October 15 saw the release of their debut album, titled A.S.I.A . It contains eight Chinese songs themed around eight Asian destinations, as well as two songs sung in English.
Fortune Cat , with its electronic sound inspired by video games, revolves around Japanese culture and Tokyo. The Paramount Show is inspired by the swinging pre-communist era in Shanghai. Other tracks deal with Hong Kong, Beijing, India’s Bollywood industry and Bangkok.
Young said their plans to film music videos in the different Asian destinations were scuttled by the coronavirus outbreak.
“We did the first shoot in Bali for Sui Sui Nian right before the start of the pandemic, but in the end the remaining music videos were shot in Beijing where we are based. The Bali music video features 15 scenic spots on the island and the Balinese authorities have used it to promote their tourism industry.”
The songs are performed in various Chinese dialects such as Cantonese and Taiwanese, as well as in English. The debut single La La La – which is also included on the new album – is about China’s Sichuan province, famous for its pandas.

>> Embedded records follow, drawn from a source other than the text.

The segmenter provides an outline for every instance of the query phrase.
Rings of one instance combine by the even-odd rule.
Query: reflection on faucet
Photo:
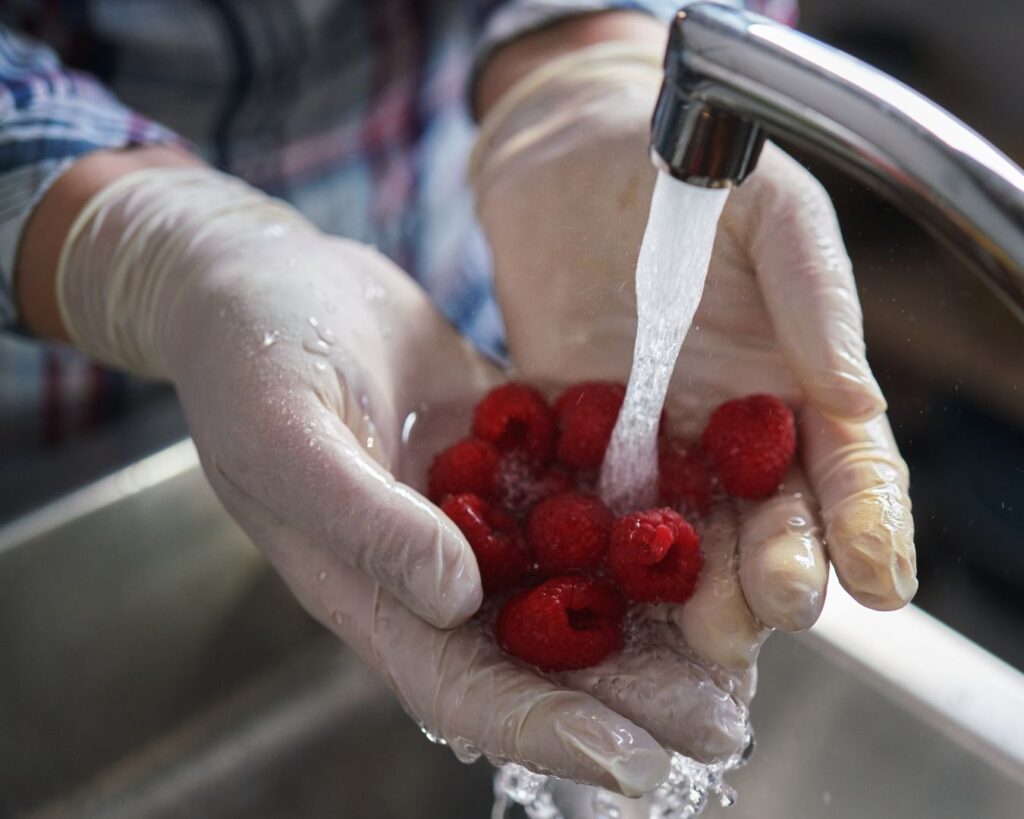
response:
[[[651,155],[741,183],[766,135],[840,165],[949,243],[1024,320],[1024,171],[951,114],[848,54],[716,3],[680,11]]]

The five members sing in the Sichuan dialect about local culture, such as the province’s renowned hotpot .
While all five members come from China, their target audience is the whole of Asia, Young said.
“When making the debut album, we looked for songs [from writers] from all over the world. So far, the band are very popular in Japan as the Japanese market is more open to novel concepts like this. And we have plans to create songs in even more languages.”
Even though they might not look much like other boy bands, Produce Pandas underwent the same rigorous training as any other budding act hoping to make it big in Asia.
Ever since May last year they have received training every day in a studio lent by a centre for the elderly in Beijing, which is also where they live, with only one rest day a week.
Otter said he found the training quite harsh in the beginning.
“I wake up at around 8am. The training goes from 9am to 1pm, then 2.30pm to 5.30pm, and 7pm to 10pm.”
Former pub singer Cass, 29, from Jiangsu province, said he felt so exhausted by the training that he sometimes broke down in tears.
“I did not have any gym training before. So the physical fitness lessons were quite tough for me in the first month. But it’s been worth it. When we performed in Chengdu, I was surprised to find that we are quite popular. The audience sang with us when we performed La La La .”
Ding, 26, a former plus-sized fashion model , said he hoped more people would come to appreciate Produce Pandas.
“While we may be fatter than other guys [in other boy bands], we get the same vocal and dancing training as them. During my four years working as a plus-sized model, I did many fashion shoots for e-commerce platforms. When I first joined the fashion industry, chubby boys were in the minority. But recently, being chubby has become something of a new style as there are now more dancers, singers and models who are a bit fat.”
Instead of focusing on their figures, Husky, 25, from Harbin in China’s Heilongjiang province, said he hoped people would be inspired by their story.
“Mainstream male idols sell the idea of being cool and handsome. We are more approachable, and are able to play with the audience to make them happy.”